Mas Puri também tem praia, que atrai os turistas locais com passeios de camelo em frente ao mar. Um contraste difícil de absorver.
Templo de Jagannath
O local que atrai quase todas as atenções daqueles que visitam a cidade é o templo de Shree Jagannath, cujo complexo actual foi crescendo a partir do século XII, no sítio de um templo anterior. Apesar de os não-hindus não poderem aceder ao interior do templo (e acreditem, nós tentámos!), é uma experiência única deambular pelo exterior, e observar as multidões que se acumulam, num movimento constante de entrada e saída do templo.
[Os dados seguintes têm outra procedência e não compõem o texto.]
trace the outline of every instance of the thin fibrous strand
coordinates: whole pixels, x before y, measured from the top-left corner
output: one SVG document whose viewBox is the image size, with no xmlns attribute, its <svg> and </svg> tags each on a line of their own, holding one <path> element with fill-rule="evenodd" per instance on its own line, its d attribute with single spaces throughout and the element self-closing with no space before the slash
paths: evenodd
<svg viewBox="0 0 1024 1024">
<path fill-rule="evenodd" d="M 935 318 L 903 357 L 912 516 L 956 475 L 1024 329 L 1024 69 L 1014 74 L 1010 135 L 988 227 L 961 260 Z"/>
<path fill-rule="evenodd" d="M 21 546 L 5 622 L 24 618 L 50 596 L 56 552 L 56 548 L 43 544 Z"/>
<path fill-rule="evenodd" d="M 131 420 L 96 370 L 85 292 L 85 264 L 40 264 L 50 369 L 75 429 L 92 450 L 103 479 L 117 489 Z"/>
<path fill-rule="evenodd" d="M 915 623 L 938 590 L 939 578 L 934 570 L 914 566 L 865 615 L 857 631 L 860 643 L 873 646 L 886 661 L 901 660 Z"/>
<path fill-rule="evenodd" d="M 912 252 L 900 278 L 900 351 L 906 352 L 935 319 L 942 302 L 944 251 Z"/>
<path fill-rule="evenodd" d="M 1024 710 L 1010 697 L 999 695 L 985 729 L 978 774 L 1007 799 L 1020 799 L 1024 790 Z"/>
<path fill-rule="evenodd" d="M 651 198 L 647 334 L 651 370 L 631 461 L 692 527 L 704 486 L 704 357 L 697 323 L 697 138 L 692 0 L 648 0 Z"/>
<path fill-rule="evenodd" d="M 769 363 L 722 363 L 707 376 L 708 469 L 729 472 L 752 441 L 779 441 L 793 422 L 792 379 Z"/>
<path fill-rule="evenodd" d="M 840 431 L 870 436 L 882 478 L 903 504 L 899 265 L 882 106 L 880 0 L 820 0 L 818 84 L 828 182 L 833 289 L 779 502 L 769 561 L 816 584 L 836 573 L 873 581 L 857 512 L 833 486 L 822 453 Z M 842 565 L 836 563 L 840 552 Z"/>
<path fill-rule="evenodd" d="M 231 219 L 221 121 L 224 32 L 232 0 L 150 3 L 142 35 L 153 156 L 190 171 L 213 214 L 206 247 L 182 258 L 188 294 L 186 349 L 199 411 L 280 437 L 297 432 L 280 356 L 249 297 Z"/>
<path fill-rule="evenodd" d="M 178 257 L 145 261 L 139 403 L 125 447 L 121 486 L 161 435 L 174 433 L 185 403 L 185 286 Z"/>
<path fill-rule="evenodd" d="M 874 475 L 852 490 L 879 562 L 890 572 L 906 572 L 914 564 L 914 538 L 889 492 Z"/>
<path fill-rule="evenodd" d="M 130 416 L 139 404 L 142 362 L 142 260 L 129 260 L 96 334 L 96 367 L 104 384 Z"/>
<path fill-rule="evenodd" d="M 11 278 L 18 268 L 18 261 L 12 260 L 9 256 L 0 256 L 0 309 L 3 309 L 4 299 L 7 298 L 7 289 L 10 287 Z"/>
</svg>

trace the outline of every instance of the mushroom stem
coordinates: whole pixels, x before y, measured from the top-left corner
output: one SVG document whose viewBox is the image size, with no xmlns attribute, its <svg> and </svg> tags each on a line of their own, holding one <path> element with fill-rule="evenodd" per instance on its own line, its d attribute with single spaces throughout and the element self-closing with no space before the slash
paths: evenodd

Puri é um caso paradigmático do poder instituído da religião na Índia, durante milénios, e que se mantém quase intocado nos nossos dias. Durante séculos, Puri foi invadida dezenas de vezes, por exércitos hindus e islâmicos, todos atraídos pelas riquezas escondidas do templo de Jagannath. Com origens que se perdem no tempo, e que os estudiosos debatem ainda hoje, pensa-se que é um culto que resulta da fusão de elementos tribais, budistas, jainistas e de diferentes tradições hindus.
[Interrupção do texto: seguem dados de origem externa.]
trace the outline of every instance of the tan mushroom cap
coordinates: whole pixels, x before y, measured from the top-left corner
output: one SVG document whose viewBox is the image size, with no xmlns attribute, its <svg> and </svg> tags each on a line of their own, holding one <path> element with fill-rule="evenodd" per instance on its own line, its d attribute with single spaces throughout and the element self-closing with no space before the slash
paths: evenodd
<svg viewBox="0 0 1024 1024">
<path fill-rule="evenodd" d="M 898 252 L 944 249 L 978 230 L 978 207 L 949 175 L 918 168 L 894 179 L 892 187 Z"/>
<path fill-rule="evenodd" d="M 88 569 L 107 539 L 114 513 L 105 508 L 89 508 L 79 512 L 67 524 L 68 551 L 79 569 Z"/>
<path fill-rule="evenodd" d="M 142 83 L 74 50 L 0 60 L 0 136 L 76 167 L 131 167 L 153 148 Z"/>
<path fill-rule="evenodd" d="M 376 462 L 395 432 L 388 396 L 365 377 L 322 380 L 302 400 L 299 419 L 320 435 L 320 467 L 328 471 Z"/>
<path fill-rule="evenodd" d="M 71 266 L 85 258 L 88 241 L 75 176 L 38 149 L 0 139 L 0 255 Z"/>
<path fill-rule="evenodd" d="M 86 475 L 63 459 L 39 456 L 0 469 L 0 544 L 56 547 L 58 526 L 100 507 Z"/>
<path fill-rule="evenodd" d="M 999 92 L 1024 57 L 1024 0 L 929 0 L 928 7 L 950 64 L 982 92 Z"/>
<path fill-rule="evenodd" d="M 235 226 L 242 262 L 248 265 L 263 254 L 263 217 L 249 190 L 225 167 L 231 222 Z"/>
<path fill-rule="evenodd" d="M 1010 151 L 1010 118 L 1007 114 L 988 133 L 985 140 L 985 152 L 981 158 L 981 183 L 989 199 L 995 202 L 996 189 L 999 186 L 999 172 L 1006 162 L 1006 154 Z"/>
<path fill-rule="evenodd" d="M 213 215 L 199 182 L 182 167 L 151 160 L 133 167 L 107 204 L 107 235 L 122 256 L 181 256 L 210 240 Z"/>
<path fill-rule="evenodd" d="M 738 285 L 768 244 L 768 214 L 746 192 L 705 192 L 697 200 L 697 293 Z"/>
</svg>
Hoje as divindades adoradas em Puri constituem uma trindade, Jagannath, acompanhado de seu irmão, Balabhadra, e irmã, Subhadra. Os ícones são não-antropomórficos, feitos de troncos de árvores que são esculpidos, pintados e decorados com figuras com grandes olhos que parecem perfurar aquele que os fixa. Apesar de Jagannath ser encarado como uma encarnação de Vishnu, a tradição dá-lhe atributos de outros avatares, sendo o ícone vestido e adorado de diferentes formas em ocasiões especiais. Os sacerdotes que tratam dos ícones e supervisionam o complexo pertencem a uma mesma dinastia familiar que o faz há séculos. O poder religioso perpetua-se com reverência e tradição.
O templo visto de cima
Também nós nos deixamos enredar por aquele espectáculo e percorremos as ruas em redor do templo com uma curiosidade enorme por tudo que acontecia à nossa volta. A força que o espectáculo religioso, quase mediático, tem sobre as multidões é simplesmente assombroso. É quase uma hipnose colectiva, que toma conta da vontade dos indivíduos e transforma a massa de pessoas em algo mais do que a soma de cada uma delas.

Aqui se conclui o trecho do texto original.